Entre las medidas que se están estudiando está limitar la admisión a los aeropuertos para que sólo entre la persona que va a volar . Y dentro del aeropuerto establecer marcas en el suelo para mantener las distancias. Pero como explica el experto de la ACI, esto significaría filas mucho más largas en los aeropuertos y una reducción enorme en el volumen de actividad.

John Holland-Kaye, director del aeropuerto de Heathrow, el más concurrido de Europa, descartó la idea del distanciamiento social en aeropuertos como algo que es “físicamente imposible”. Holland-Kaye le dijo a la BBC que los aeropuertos deberán introducir medidas como revisiones sanitarias en las terminales para medir la temperatura corporal.

Pero esta medida fue rechazada por expertos porque se ha visto que algunas personas contagiadas con el coronavirus pueden no mostrar síntomas. Varias aerolíneas en Estados Unidos ya comenzaron a implementar medidas de seguridad para sus pasajeros y tripulaciones.

Delta Airlines, American Airlines y United Airlines indicaron que todos sus pasajeros y tripulación deberán usar mascarillas en las terminales y dentro de los aviones. Pero no todas las compañías aéreas requieren que sus pasajeros se cubran la cara.
Tal como señala el presidente de la IATA, es necesario que cualquier medida que se introduzca sea implementada de forma coordinada alrededor del mundo para evitar caos y confusión.

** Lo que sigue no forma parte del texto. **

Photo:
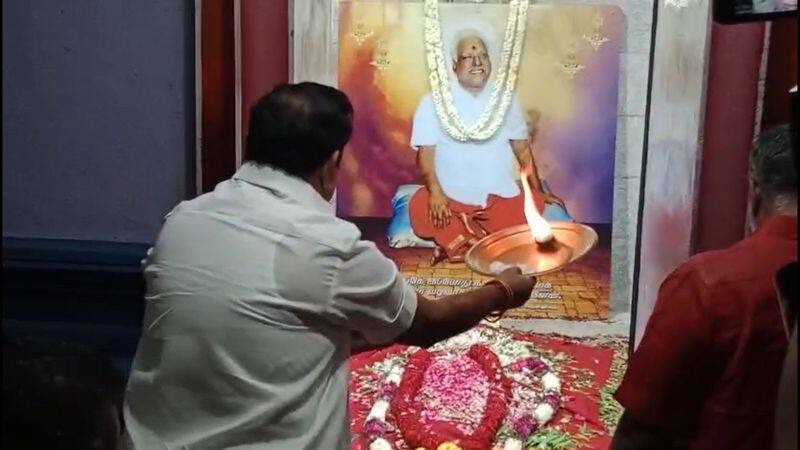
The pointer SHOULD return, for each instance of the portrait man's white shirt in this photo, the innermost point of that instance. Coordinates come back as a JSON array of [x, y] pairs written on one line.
[[252, 291], [469, 171]]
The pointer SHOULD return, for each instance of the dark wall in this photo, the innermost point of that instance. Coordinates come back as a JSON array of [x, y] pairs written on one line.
[[98, 117]]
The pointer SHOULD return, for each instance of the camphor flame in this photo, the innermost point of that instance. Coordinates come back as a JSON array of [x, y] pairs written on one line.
[[541, 230]]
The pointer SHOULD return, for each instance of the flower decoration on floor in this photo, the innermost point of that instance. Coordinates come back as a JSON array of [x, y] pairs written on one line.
[[375, 427], [548, 398], [553, 397], [447, 400]]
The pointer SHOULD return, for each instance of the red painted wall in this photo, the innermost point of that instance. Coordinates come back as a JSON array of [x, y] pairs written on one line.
[[218, 154], [265, 51], [730, 117], [731, 101]]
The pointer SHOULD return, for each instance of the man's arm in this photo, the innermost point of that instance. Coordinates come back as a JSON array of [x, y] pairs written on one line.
[[436, 320], [527, 163], [438, 209]]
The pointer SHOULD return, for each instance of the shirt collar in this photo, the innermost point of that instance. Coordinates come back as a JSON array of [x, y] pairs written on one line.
[[283, 185], [782, 226]]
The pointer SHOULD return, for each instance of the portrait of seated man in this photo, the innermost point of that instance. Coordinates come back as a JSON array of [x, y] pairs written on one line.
[[471, 188]]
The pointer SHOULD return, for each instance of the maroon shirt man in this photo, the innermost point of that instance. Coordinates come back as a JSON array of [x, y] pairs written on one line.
[[706, 373]]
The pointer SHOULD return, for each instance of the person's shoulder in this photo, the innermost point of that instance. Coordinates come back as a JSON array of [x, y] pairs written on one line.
[[331, 232], [744, 260]]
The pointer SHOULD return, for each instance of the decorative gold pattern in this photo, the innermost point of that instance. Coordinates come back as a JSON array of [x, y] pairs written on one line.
[[381, 59], [571, 66], [361, 33], [596, 39]]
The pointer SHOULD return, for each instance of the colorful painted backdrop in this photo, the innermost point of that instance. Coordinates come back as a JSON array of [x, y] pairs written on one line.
[[568, 87]]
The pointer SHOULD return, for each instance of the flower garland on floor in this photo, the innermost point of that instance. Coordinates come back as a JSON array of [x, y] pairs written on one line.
[[503, 89], [532, 393], [375, 427], [527, 422], [423, 428]]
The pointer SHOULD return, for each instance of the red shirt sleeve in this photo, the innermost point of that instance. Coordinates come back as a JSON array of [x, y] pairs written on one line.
[[672, 371]]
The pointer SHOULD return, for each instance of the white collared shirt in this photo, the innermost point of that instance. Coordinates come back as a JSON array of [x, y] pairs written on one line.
[[469, 171], [252, 292]]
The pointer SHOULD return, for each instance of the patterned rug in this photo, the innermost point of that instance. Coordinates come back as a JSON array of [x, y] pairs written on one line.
[[589, 370]]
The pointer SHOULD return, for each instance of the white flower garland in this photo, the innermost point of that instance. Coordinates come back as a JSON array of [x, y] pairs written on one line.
[[381, 406], [543, 412], [503, 88]]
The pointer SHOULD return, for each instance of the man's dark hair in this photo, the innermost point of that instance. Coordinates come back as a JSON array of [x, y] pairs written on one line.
[[772, 165], [58, 395], [297, 127]]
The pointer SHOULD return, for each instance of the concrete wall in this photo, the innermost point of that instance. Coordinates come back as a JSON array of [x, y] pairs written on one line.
[[97, 116]]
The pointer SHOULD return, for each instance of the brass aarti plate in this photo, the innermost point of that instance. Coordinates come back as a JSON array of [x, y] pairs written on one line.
[[515, 247]]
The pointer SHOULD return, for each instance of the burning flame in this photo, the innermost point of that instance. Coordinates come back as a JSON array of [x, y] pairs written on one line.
[[540, 229]]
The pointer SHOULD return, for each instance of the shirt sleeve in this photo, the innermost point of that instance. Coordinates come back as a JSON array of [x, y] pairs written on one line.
[[371, 296], [515, 127], [670, 375], [425, 129]]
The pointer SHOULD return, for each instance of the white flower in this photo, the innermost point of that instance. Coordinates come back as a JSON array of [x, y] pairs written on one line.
[[543, 413], [378, 410], [551, 382], [512, 444], [395, 375], [380, 444]]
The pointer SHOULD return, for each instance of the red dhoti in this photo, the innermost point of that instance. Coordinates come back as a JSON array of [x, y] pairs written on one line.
[[469, 223]]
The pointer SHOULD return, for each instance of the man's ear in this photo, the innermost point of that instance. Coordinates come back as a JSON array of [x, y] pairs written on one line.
[[337, 158]]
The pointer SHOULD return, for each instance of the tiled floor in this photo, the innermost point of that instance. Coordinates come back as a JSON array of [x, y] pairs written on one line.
[[579, 292]]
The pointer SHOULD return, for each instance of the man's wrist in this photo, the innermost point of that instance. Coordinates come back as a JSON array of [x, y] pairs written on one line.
[[504, 301]]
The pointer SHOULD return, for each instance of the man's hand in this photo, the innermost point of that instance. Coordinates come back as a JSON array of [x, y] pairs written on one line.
[[553, 199], [520, 285], [439, 209]]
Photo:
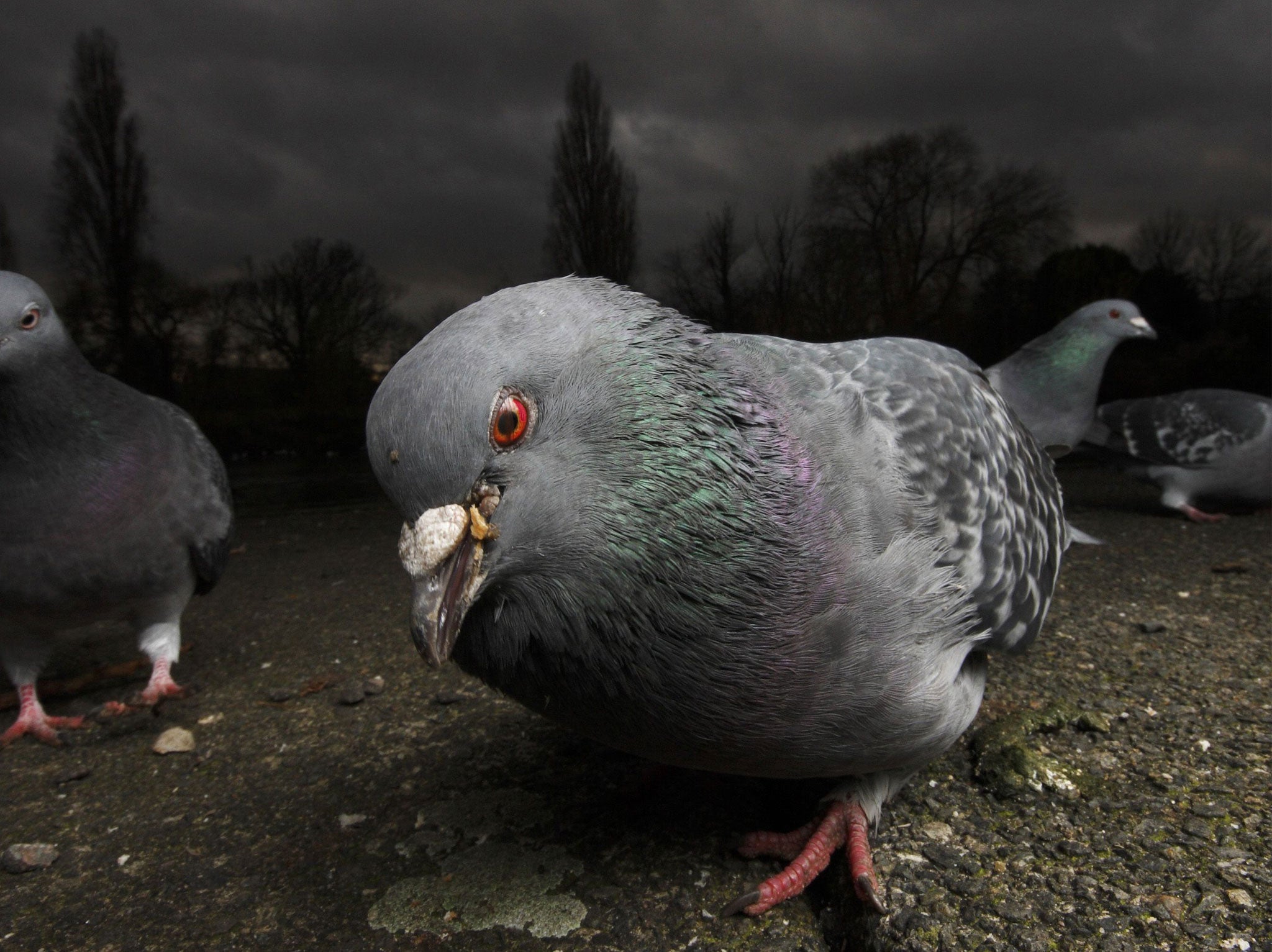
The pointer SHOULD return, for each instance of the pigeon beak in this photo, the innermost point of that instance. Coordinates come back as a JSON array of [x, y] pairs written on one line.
[[442, 552], [442, 601]]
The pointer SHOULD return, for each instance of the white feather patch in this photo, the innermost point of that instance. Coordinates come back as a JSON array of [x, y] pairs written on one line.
[[435, 534]]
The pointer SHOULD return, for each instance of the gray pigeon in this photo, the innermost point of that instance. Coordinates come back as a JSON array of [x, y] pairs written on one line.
[[1052, 382], [1212, 445], [724, 552], [112, 505]]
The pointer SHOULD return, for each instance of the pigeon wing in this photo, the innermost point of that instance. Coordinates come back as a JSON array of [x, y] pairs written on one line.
[[1188, 428], [970, 467]]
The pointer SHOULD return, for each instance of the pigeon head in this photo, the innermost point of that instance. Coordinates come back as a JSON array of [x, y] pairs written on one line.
[[573, 459], [1111, 318], [30, 327]]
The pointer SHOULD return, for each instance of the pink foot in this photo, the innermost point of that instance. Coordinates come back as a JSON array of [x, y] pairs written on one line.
[[809, 851], [161, 686], [1196, 515], [32, 720]]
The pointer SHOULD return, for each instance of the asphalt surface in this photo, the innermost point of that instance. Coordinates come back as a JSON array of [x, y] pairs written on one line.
[[1112, 795]]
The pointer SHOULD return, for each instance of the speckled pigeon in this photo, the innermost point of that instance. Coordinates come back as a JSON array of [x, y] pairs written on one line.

“Necesitamos evitar el tipo de situación que siguió al 11 de septiembre”, señala de Juniac en referencia a los atentados de 2001 en Nueva York. Y otra medida, que sugirió el gobierno británico, es el establecimiento de cuarentenas de 14 días para los pasajeros que lleguen de otros países. Las aerolíneas reaccionaron airadas indicando que una medida así “mataría de inmediato al transporte aéreo”.

Aviones semiocupados

Los aviones también podrían cambiar. Lufthansa, la principal línea alemana, ya está operando vuelos con los asientos centrales sin ocupar para permitir cierto grado de distanciamiento entre pasajeros. EasyJet, la línea de bajo costo británica, indicó que también tomará esa medida cuando reanude sus vuelos. Con los asientos centrales desocupados, un avión iría a 65% de su capacidad.

Como medida de corto plazo, esto podría ayudar a que los pasajeros vuelvan a volar con más confianza. Pero a largo plazo, dice Alexandre de Juniac, “esto ciertamente cambiaría la forma como la industria opera”. Y además significaría un incremento significativo en el precio de los pasajes.

“Si no puedes poner tantos pasajeros en el avión de alguna manera tienes que cubrir los costos de operar. Ese es el gran reto: cómo podemos estimular la vuelta del trasporte aéreo sin tantos pasajeros como antes”, indica.

En efecto volver a poner los aviones en el aire podría ser la parte más sencilla. Encontrar pasajeros para volar en ellos quizás sea mucho más difícil.

Lo único cierto es que volar no volverá a ser lo mismo.